# Need to create e-covers on my Macbook, HELP!



## kimpee (Nov 7, 2006)

Hi everyone, this is my first posting. I am trying to create e-covers using my macbook. I have Tiger OSX on my system and I have looked on the web, but all I see are e-cover programs for Windows...can anyone recommend one for Mac? Thanks.


----------



## fryke (Nov 7, 2006)

what are "e-covers" exactly? Are these those "boxes" that you only create digitally to make the impression that your software product, which is only sold online, could very well also be "real" software which could be sold in a real-life store? If so, you can probably create them quite easily. All you need to do is to create the graphics for each side and then let something put them on a box template. Well, I'd use Photoshop and Illustrator for it, I guess, myself. But I guess that's not really a _cheap_ solution.
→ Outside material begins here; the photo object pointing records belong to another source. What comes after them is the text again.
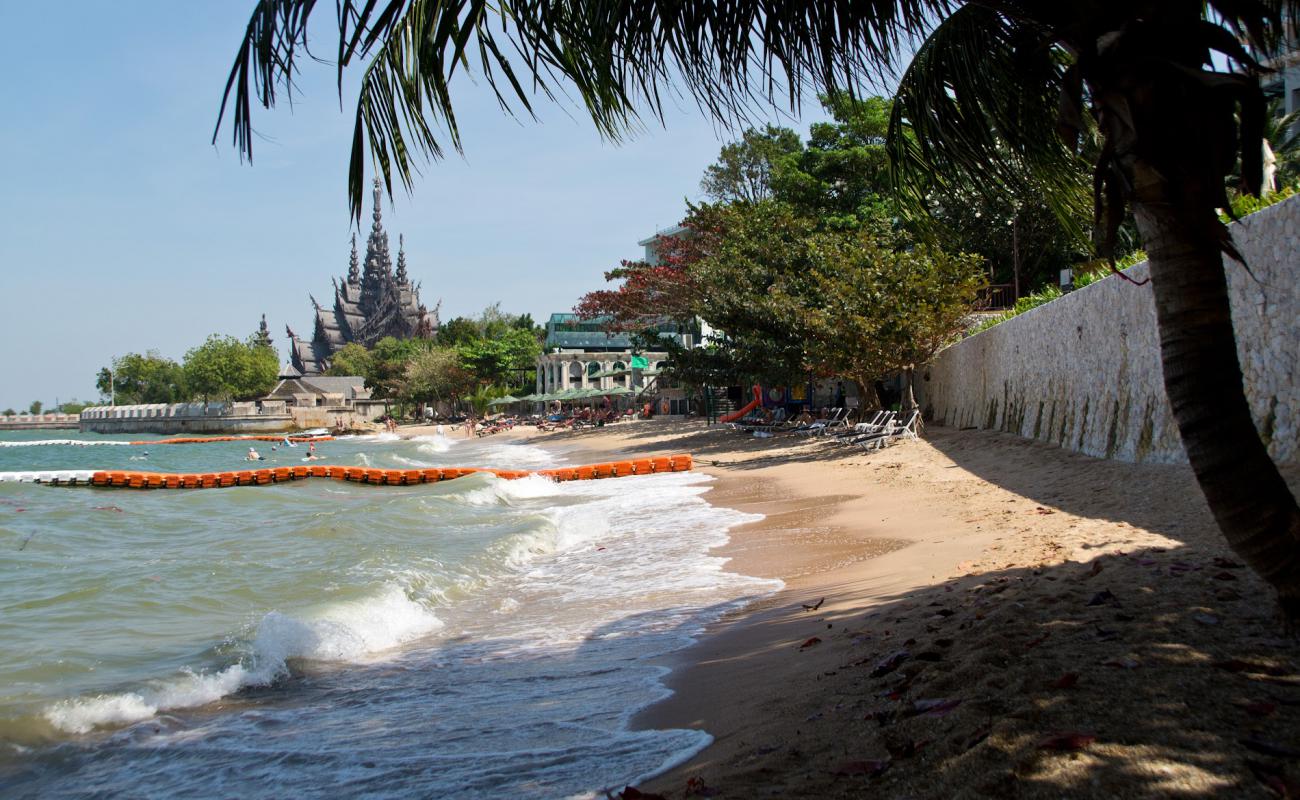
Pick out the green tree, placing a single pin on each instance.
(143, 379)
(388, 364)
(459, 331)
(993, 93)
(436, 375)
(225, 368)
(869, 311)
(744, 169)
(501, 359)
(350, 359)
Or do you mean something with templates etc.?


----------



## kimpee (Nov 7, 2006)

Yes, I mean with templates. I've already created the front, back and spine images. I'm needing a program that has templates that you can attach your cover design to. I looked at programs like E-covers 3D, but again they're for Windows.


----------



## fryke (Nov 7, 2006)

Hm... Maybe we should write a call out to free-/shareware developers. As far as I can see, Mac OS X contains all the needed graphic technologies to do this already...


----------



## bok (Nov 7, 2006)

You could use Google Sketchup to draw up the box (as your template).  Paste your images on the sides of the box.  You can then visualize your product in 3D.  hth


----------